El afroamericano no olvidaba su lucha por conseguir mejores condiciones de vida para los suyos, por lo que después de un intento fallido por colonizar México, en 1894 retomó el plan y firmó un contrato con una compañía agrícola mexicana en el que se acordaba que cerca de 1.000 afroamericanos emigrarían para trabajar al norte del país, considerado por Ellis como “la tierra de Dios y de la libertad”.

Guillermo Ellis llegó a ser reconocido como un banquero millonario originario de la Ciudad de México, cuyas joyas y costosos atuendos jamás lo hubieran podido delatar. Aun así, su verdadero origen e identidad salió a la luz después de una riña en una cantina de San Antonio, lo que le obligó a mudarse de inmediato a Nueva York.

En 1898, ya en Nueva York, donde su llegada no pudo ser más oportuna, ya que coincidió con un importante crecimiento en las relaciones comerciales entre México y Estados Unidos, se convirtió en una persona indispensable en Wall Street y, según documentos encontrados por el historiador Jacoby, Ellis llegó a ser CEO de por lo menos, siete compañías valoradas en millones de dólares.

Finalmente se mudó a México, por lo que tanto había luchado, y murió el 24 de septiembre de 1923 y fue enterrado en el Panteón Español de la Ciudad de México.

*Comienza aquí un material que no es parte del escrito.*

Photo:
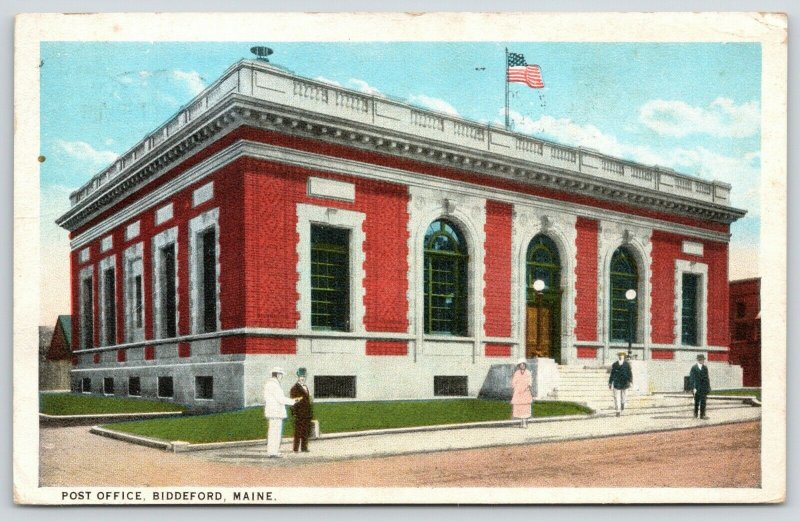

Para sorpresa de todos sus allegados, no dejó más que 5.000 dólares (4.250 euros) a su esposa, lo que podría indicar que al final de su vida ya lo había perdido todo.

El diario Dallas Express (periódico texano), publicó su muerte, destacando cuál había sido su verdadero origen. Ellis no fue juzgado, más bien fue despedido con un conmovedor mensaje por parte de la prensa afroamericana: “Debemos sentir satisfacción al saber que él era de los nuestros”.